Was all diese Impfstoffe gemeinsam haben: es sind ganze Erreger oder Teile von Erregern, die sich im Körper des Geimpften nicht mehr vermehren können, daher verwendet man hier noch immer den Sammelbegriff „Totimpfstoffe“, obwohl korrekterweise zwischen inaktiviert, split, rekombinant und subunit unterschieden werden müsste. 

Der Natur am nächsten

Spannend sind hier die COVID-mRNA- und Vektorimpfstoffe, die in diese „alte“ Definition gar nicht so recht hineinpassen: Der große Unterschied ist nämlich, dass man keinen abgeschwächten, inaktivierten oder zerstückelten Erreger verabreicht bekommt, sondern nur den Bauplan dafür und unser Körper das gewünschte Protein daraufhin selbst baut.

Das ist im Prinzip die Variante, die der Natur am nächsten kommt, denn auch wenn wir von einem Virus infiziert werden, passiert genau das, nur wird hier beim Impfstoff eben nur ein kleines Stückchen hergestellt, das dem Körper nicht gefährlich werden kann. Was aber nun die Reaktion des Immunsystems betrifft, macht das keinen Unterschied. Ob das Antigen fertig verabreicht wird oder es unser Körper erst selber zusammenbauen muss, ändert nichts an der Reaktion des Immunsystems.

Die Vektor- und mRNA-Impfstoffe fallen also im Überbegriff genauso unter Totimpfstoffe, weil sie unserem Immunsystem dasselbe geben wie jeder andere Impfstoff aus dieser Kategorie: einen toten, nicht mehr vermehrungsfähigen Erreger oder dessen Bestandteile.
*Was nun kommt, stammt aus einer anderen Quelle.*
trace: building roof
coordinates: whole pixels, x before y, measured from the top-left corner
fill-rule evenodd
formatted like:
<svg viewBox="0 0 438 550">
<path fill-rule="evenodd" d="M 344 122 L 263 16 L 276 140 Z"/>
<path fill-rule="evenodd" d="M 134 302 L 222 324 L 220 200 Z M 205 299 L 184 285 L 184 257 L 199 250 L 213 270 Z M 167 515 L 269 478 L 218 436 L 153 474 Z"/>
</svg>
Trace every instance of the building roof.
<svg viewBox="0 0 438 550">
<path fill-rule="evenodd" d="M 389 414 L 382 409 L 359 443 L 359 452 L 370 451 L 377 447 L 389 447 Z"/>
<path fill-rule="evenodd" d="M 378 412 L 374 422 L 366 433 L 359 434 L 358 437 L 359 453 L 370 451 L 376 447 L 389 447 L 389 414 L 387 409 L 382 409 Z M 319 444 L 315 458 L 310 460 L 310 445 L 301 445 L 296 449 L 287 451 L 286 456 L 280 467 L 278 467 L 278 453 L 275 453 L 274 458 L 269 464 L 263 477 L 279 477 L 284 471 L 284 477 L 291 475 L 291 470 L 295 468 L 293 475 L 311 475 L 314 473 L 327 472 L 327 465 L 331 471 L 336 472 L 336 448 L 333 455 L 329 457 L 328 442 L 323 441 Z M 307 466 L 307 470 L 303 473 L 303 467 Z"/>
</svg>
Wenn man es so vergleicht, dann haben wir hier mit den aktuellen Vektor- und mRNA-Impfstoffen gegen Corona die neueste Generation von Vakzinen mit den coolsten momentan verfügbaren Verbesserungen und Features. Quasi den modernen Hochgeschwindigkeitszug im Vergleich zur alten Dampflok, die zwar auch ans Ziel kommt, aber eben nicht unbedingt so sauber und effizient.

Für die Zukunft gerüstet

Der Vorteil von diesen neuartigen Impfstoffen ist unter anderem, dass die “Zutatenliste” minimal und die Herstellung verhältnismäßig einfach ist: Man braucht weder Adjuvantien, noch muss man irgendwelche Zellen in Hühnereiern entwickeln. Man benötigt, vereinfacht ausgedrückt, lediglich die mRNA-Information in einem passenden Transportgefäß (z.B. Nano-Lipidpartikel) und eine Lösung, in der diese schwimmen und die man verimpfen kann. Erfahrung mit dieser Technik haben wir schon seit Jahren: In der Krebstherapie wird die mRNA-Technik seit 2014 angewendet, und auch Vektorimpfstoffe sind in der Veterinärmedizin ein alter Hut: Seit über 10 Jahren wird damit geimpft, und in den USA ist sogar bereits ein mRNA-Tollwutimpfstoff für den Veterinärbereich zugelassen. Lediglich in der Humanmedizin gab es bislang keinen Bedarf dafür, umständlich und mit großen Kosten einen mRNA-Impfstoff zu entwickeln und zuzulassen, wenn wir für alle gefährlichen Krankheiten bereits funktionierende Impfstoffe haben. Mit der Corona-Pandemie hatte sich dies nun geändert, und da die nun zugelassenen mRNA-Vakzine so gute Ergebnisse zeigen, wird dies in Zukunft dazu führen, dass weitere Impfstoffe dieser Generation leichter auf den Markt kommen werden. Erst kürzlich machte die Entwicklung eines mRNA-basierten Impfstoffs gegen Borelliose gute Fortschritte und auch bei der Erforschung eines HIV-Impfstoffs ist die mRNA-Technik äußerst vielversprechend. Auch die Tatsache, dass “Updates” für einen Impfstoff durch die mRNA-Technik relativ einfach sind, wird uns in der Zukunft sicherlich bei vielen Infektionskrankheiten zugute kommen.

Ein aktueller Nachteil der mRNA- und Vektorimpfstoffe in dieser Pandemie ist allerdings die verhältnismäßig anspruchsvolle Lagerung bei tiefen Temperaturen, was in manchen Ländern logistische Probleme bereiten kann. Aber gerade hier werden dann eben konventionelle Impfstoffe wie Novavax & Co eine große Hilfe sein.